Title: I See London, I See France
Author: Sarah Mlynowski
Publication date: July 11 2017
Publisher: HarperTeen
Number of pages: 378
Genre: Young Adult, Contemporary Romance
Goodreads synopsis:
Nineteen-year-old Sydney has the perfect summer mapped out. She’s spending the next four and half weeks traveling through Europe with her childhood best friend, Leela. Their plans include Eiffel-Tower selfies, eating cocco gelato, and making out with très hot strangers. Her plans do not include Leela’s cheating ex-boyfriend showing up on the flight to London, falling for the cheating ex-boyfriend’s très hot friend, monitoring her mother’s spiraling mental health via texts, or feeling like the rope in a friendship tug-of-war.
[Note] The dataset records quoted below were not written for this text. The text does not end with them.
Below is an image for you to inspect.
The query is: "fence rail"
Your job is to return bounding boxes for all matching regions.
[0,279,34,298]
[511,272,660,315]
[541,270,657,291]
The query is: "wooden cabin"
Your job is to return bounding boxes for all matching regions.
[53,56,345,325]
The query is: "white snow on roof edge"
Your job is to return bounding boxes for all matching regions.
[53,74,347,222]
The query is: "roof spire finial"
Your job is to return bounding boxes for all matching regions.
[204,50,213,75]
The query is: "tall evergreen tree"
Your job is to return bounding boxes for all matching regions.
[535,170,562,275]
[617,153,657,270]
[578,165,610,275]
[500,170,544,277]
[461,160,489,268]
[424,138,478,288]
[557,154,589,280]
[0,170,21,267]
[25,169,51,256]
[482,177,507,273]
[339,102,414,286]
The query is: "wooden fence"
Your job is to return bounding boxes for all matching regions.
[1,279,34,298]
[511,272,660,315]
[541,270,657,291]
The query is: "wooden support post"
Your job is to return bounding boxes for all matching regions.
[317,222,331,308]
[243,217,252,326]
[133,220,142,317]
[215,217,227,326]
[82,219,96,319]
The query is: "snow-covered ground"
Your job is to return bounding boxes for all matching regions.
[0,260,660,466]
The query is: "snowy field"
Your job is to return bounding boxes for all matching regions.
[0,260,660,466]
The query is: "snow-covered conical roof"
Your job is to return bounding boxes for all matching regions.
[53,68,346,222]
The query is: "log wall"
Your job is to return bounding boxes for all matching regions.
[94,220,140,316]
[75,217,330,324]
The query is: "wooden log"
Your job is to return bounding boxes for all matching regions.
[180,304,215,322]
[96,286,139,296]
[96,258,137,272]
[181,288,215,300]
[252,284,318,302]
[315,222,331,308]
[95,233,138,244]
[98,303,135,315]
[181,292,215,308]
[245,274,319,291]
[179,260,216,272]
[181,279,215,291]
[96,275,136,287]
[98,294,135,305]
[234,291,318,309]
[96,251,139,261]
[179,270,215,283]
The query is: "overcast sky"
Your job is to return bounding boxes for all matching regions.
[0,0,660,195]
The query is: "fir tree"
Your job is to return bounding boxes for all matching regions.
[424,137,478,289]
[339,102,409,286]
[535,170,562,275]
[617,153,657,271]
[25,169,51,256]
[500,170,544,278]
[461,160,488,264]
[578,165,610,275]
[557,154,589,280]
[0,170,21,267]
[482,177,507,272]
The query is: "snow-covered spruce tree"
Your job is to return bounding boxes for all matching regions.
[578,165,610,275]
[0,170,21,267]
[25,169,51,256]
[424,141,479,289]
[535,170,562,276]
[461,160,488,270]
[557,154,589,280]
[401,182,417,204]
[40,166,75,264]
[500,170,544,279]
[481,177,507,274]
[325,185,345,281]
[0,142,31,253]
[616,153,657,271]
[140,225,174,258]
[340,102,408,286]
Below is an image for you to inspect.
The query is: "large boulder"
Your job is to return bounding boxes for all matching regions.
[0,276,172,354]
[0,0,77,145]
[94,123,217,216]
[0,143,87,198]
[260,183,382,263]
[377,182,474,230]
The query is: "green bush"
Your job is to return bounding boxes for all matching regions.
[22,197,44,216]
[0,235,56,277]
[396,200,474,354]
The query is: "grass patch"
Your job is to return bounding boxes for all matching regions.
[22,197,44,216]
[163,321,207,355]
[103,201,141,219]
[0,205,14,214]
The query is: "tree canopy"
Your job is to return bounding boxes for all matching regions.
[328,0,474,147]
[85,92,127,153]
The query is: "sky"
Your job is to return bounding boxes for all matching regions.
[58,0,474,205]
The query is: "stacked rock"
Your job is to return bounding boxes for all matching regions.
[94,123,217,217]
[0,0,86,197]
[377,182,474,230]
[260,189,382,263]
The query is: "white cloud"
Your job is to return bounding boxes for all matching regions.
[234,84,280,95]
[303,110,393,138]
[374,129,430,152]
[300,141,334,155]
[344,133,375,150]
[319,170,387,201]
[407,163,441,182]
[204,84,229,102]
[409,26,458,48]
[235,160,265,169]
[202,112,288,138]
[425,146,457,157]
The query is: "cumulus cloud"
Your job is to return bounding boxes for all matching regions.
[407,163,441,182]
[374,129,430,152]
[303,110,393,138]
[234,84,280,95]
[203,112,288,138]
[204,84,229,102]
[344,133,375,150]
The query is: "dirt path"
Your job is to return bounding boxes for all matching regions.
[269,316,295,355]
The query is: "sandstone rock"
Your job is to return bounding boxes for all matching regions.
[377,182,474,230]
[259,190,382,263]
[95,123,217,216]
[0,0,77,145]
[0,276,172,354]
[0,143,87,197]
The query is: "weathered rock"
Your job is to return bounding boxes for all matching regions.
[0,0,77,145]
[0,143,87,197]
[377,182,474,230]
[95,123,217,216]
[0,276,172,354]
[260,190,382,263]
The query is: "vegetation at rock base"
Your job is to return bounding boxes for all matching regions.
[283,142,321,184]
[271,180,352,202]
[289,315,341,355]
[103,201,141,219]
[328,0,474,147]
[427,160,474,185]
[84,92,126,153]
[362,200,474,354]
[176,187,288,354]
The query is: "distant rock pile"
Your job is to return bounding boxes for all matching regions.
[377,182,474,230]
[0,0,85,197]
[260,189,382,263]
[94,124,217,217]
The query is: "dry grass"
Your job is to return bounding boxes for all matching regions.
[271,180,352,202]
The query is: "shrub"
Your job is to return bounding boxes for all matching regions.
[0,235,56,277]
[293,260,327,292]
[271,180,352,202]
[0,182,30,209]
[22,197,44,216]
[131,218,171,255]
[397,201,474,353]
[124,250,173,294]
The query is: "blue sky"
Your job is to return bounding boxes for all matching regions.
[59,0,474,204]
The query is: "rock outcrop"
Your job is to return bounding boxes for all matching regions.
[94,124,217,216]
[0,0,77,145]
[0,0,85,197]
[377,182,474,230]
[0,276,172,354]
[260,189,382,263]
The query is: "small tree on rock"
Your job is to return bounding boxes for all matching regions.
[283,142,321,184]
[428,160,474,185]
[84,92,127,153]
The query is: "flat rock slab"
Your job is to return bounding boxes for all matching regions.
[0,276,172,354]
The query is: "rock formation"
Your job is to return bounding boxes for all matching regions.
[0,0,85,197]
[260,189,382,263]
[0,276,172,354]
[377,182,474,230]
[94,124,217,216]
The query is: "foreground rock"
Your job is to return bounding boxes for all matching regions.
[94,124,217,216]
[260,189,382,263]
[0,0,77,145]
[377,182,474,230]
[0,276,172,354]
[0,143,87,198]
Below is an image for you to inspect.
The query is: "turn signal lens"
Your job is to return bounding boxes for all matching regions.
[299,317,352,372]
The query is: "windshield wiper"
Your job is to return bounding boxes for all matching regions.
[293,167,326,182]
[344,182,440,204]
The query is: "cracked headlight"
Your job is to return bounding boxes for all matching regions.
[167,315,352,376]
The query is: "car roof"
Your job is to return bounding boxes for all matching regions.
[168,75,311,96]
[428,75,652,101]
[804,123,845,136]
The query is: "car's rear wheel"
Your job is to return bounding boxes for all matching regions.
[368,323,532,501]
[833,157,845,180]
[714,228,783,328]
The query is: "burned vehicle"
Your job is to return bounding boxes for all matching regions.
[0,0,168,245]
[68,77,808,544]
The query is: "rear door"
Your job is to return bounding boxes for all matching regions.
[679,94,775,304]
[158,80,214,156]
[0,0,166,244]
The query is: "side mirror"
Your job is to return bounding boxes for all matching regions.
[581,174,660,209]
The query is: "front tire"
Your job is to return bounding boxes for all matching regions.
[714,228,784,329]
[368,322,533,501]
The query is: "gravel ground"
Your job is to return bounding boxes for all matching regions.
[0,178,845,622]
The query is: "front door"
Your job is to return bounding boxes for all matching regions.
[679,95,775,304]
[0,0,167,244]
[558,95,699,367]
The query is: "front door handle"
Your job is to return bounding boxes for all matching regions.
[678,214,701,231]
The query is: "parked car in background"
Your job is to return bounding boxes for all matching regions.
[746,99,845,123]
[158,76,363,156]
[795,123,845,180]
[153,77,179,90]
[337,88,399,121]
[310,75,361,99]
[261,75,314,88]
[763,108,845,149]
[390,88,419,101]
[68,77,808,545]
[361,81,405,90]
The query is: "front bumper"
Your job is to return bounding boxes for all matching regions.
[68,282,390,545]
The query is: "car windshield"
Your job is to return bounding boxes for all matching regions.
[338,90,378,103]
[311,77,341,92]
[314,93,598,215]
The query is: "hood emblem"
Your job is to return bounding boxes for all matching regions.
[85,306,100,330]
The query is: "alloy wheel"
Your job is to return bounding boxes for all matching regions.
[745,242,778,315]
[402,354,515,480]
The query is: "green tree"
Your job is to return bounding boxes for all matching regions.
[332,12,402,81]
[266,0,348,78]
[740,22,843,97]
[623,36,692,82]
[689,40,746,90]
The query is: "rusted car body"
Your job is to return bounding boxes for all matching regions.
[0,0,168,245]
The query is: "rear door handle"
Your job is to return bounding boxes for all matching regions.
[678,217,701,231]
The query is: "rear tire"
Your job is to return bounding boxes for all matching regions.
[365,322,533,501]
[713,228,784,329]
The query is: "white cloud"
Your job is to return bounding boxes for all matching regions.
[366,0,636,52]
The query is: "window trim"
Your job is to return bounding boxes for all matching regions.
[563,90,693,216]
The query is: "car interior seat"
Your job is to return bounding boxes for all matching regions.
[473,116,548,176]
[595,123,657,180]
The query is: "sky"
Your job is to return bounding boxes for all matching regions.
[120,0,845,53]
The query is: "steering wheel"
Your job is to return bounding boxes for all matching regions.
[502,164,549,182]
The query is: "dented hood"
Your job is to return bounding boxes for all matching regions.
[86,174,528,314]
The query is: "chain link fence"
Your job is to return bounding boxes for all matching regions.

As Sydney zigzags through Amsterdam, Switzerland, Italy, and France, she must learn when to hold on, when to keep moving, and when to jump into the Riviera…wearing only her polka-dot underpants.
I adored this book to pieces. I got hooked right from the start! The snappy dialogue paired with the ridiculous shenanigans that can only come when you’re young and traveling on a budget set the perfect tone for a fun fictional romp across Europe.
I appreciate the way the friendship between Leela and Sydney was written. It was accurate to real life friendship—sometimes the other person makes you cringe, but you have to love them anyway. The character dynamic between them was frustrating at times, but I could relate it back to my own real life relationships, which made it all the more real for me.
But I think it was Sydney herself that made me love the book so much. Her struggle with her mother’s mental illness gave her dimensions, putting the emotional sacrifice of the trip in perspective. I connected with her a lot because I’m also a planner (and center my life around my dramatic friends). Her roundness as a character impressed me, as it’s been awhile since I’ve read a YA novel about a teenage girl who doesn’t make me want to throw up when she takes selfies with her best friend.
The romance between Sydney and Jackson was well written. It was hot yet emotionally heavy enough toward the end that I felt anxious not knowing how the book would be tied up. There are bits in the novel that are a little too cookie cutter, but it was such a fun read it had me wanting to throw a bag together and catch the next flight to Europe.